2024年2月に、韓国政府が発表した医学部の定員数の大幅な増員(入学者数を3,000人から5,000人に増員)を進める法案に抗議して、若い医師を中心にストライキが行われている。多くの研修医が辞表を提出して職場を放棄して、韓国の医療現場は混乱に陥っている。

日本と韓国では医療資源(Health System Resources) の各項目で似たところが多数ある。

日本も韓国も国民 1,000人当たりの医師数は 2.6 とアメリカ(2.7)・カナダ(2.8) と同程度であるが、イギリス(3.2)、フランス(3.4)、イタリア(4.3)、ドイツ(4.5) などヨーロッパの先進国に比べると少ない。(2023年のデータ)高齢化が急激に進んでいる韓国では、医師の増員が望ましいと考え、韓国政府は医学部定員数の大幅な増加を決定しようとしている。
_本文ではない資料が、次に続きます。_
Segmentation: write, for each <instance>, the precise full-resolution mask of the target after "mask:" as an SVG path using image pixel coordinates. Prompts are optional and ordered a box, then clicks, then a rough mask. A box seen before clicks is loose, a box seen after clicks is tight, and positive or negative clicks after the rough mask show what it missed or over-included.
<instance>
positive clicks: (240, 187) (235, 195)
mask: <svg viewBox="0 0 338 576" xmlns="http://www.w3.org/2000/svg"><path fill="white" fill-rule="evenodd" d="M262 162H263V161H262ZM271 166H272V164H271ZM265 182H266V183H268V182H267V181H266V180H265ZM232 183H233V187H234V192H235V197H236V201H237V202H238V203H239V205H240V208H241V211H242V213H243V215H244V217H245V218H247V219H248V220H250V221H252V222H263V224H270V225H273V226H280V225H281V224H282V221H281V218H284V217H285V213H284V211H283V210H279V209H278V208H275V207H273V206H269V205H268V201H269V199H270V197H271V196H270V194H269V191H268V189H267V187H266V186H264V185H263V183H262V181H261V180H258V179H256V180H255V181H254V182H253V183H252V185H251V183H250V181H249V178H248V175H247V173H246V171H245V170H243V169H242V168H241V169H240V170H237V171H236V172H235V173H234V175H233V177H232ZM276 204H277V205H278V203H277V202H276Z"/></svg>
日本も韓国も病床ベッド数が非常に多い国である。韓国は人口 1,000人当たりのベッド数が12.8床と、日本の12.6床と並んで、他国を引き離して極めて多い。第3位のロシアのベッド数が 8.0であり、先進7カ国G7のドイツ(7.8)とフランス(5.7)と比較しても日韓のベッド数は多い。他のG7の国であるイタリア(3.1)、アメリカ(2.8)、カナダ(2.6)、イギリス(2.5)のベッド数は更に少ない。日本と韓国のベッド数の多さが際立っている。(2023年のデータ)

ただ、韓国は病床ベッド数は多いが、患者の入院期間は7.6日と他の先進国と同様である。その点、日本は16日とOECD加盟国中最長であり、2位のポルトガル9.2日を大きく引き離して際立って長い。(2023年のデータ)

日本も韓国も女性医師の比率が、22%・24%であり、他国に比べて際立って低い。日本はOECD加盟国中最下位であり、韓国は最下位から2番目である。最下位から3番目のルクセンブルグは36%を示していた。他のG7先進国はアメリカ(37%)、イタリア(44%)、カナダ(44%)、フランス(46%)、ドイツ(48%)、イギリス(49%)と女性医師の比率が高い。(いずれも2019年のデータ)

医療支出はGDP比で日本が世界4位の11.5%であり、韓国は18位の 9.7%であるが、韓国における医療費の自己負担率は 29.1% と他国に比べて極めて高い(日本12%、アメリカ11%、カナダ14%、イギリス14%、フランス8.9%、ドイツ12%、イタリア22%)。

医療者によるストライキは日本でも1960年に始まり6か月間続いた病院ストを皮切りに、1961年・1969年の全国一斉休診ストなど、大規模なものから小規模なものまで多数行われてきた歴史がある。

2006年3月にはドイツにおいて、大学病院に勤務す1万5千人の医師による、労働時間の削減と賃上げを求める大規模ストライキが起きた。引き続いて6月には700の一般(市民)病院で働く7万人の医師による、労働条件改善を求めるストライキが起きた。
Doctors on strike--the crisis in German health care delivery. N Engl J Med. 2006 Oct 12;355(15):1520-2.